As explained above, the semiconductor distributed feedback laser device of the present invention is different from the conventional index-coupled semiconductor distributed feedback laser device in that it performs longitudinal mode oscillation of a completely single wavelength. It is thought that such uncertainty in the oscillation wavelength is not observed.

However, although it is possible to achieve a completely single longitudinal mode with conventional semiconductor distributed feedback laser devices, in both cases the configuration of the semiconductor laser device becomes complicated, and in addition, it is necessary to form an anti-reflection film on the end face of the laser element, etc. In contrast to the increase in the number of manufacturing steps, the device of the present invention can easily realize a complete single longitudinal mode with almost no changes to the conventional manufacturing steps and without the need for anti-reflection measures.

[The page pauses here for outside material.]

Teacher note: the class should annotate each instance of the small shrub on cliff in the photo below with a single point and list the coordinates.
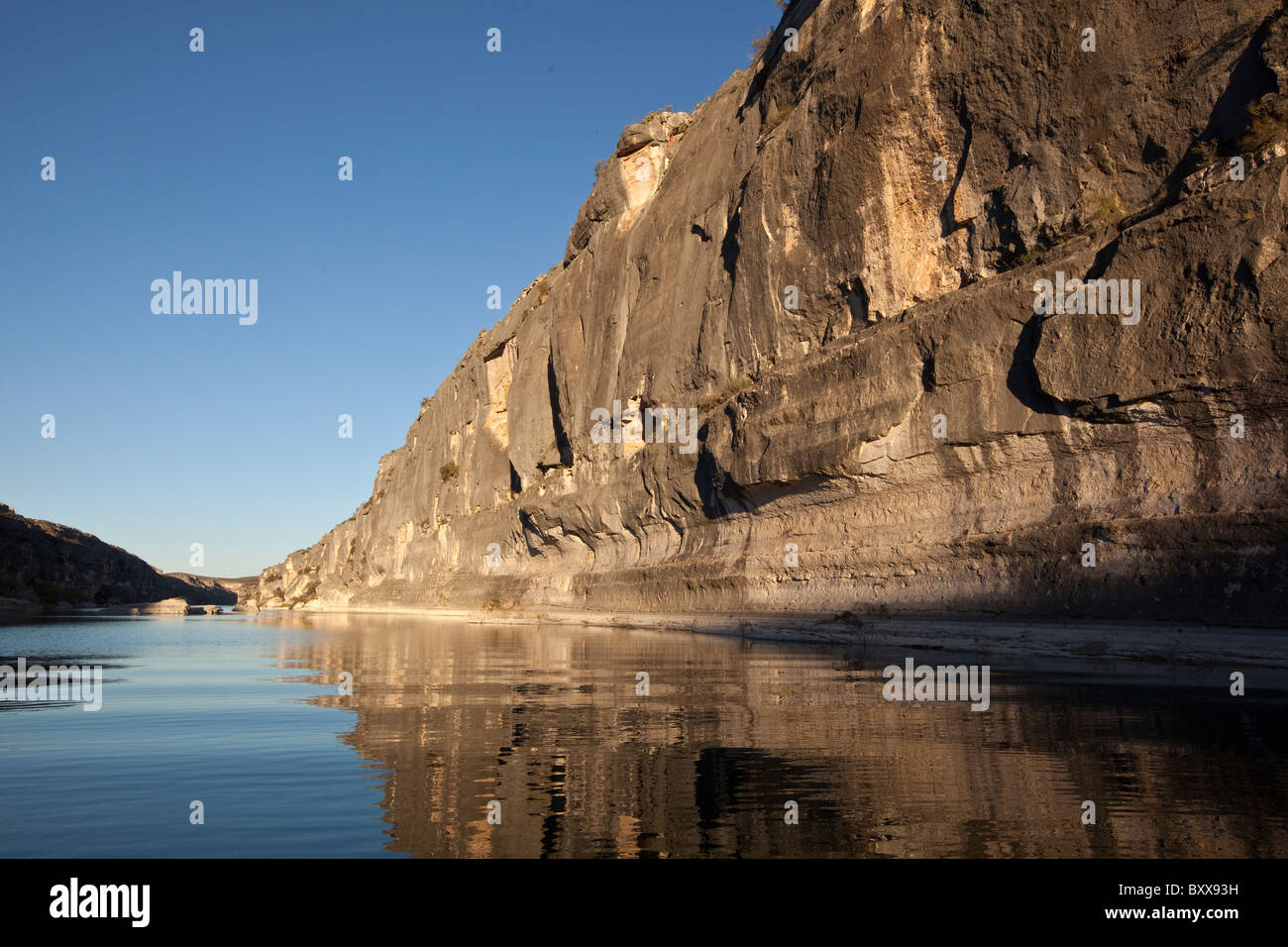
(1267, 123)
(730, 389)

Furthermore, since the semiconductor distributed feedback laser device of the present invention achieves optical distributed feedback through gain coupling, even if interference noise is induced by reflected return light from the near end or far end, It is expected that the size will be much smaller than in the case of conventional refractive index coupling.

Furthermore, in the semiconductor distributed feedback laser device of the present invention, since the resonator is caused by a periodic distribution of gain caused by current injection, it is possible to generate ultrashort pulses in high-speed current modulation, and the chirping of the oscillation wavelength is small. It is expected that

Furthermore, the semiconductor distributed feedback laser device of the present invention includes:
The structure is suitable for InP-based elements capable of long-wavelength oscillation, and it is not only promising as a high-performance light source required for long-distance optical communications and wavelength multiplexing communications, but also for optical information processing and recording, and optical applied measurement. The present invention is expected to be used as a high-performance, compact light source that can replace gas laser devices and solid-state laser devices that have been conventionally used in fields such as light sources for high-speed optical phenomena.

[Brief explanation of the drawing]

FIG. 1 is a perspective view showing the structure of a semiconductor distributed feedback laser device according to a first embodiment of the present invention. Figure 2 is a scanning electron micrograph showing the crystal structure of the prototype. FIG. 3 is a perspective view showing the structure of a semiconductor distributed feedback laser device according to a second embodiment of the present invention. DESCRIPTION OF SYMBOLS 1... Substrate, 3.8... Clad layer, 4... Semiconductor layer, 5... Uneven shape, 6... Buffer layer, 7... Active layer, 9... Contact layer, 10.11 River electrode layer, 1
2...Insulating layer. Patent applicant: Optical Measurement Technology Development Co., Ltd. Agent: Naotaka Ide, patent attorney

Claims (1)

[Claims] 1. An active layer that generates stimulated emission light, and a diffraction grating that is provided on one surface of this active layer and that performs light distribution feedback to this active layer, and this diffraction grating is provided in the active layer. In a semiconductor distributed feedback laser device having an uneven shape formed on one surface of the semiconductor layer, a semiconductor buffer layer is provided in contact with the uneven shape, and this buffer layer has an uneven shape recessed part imprinted on a semiconductor layer serving as a base. A semiconductor distributed feedback laser device characterized by being formed in a partially buried shape. 2. The semiconductor distributed feedback laser device according to claim 1, wherein the active layer is a layer of a material whose lattice constant substantially matches that of InP.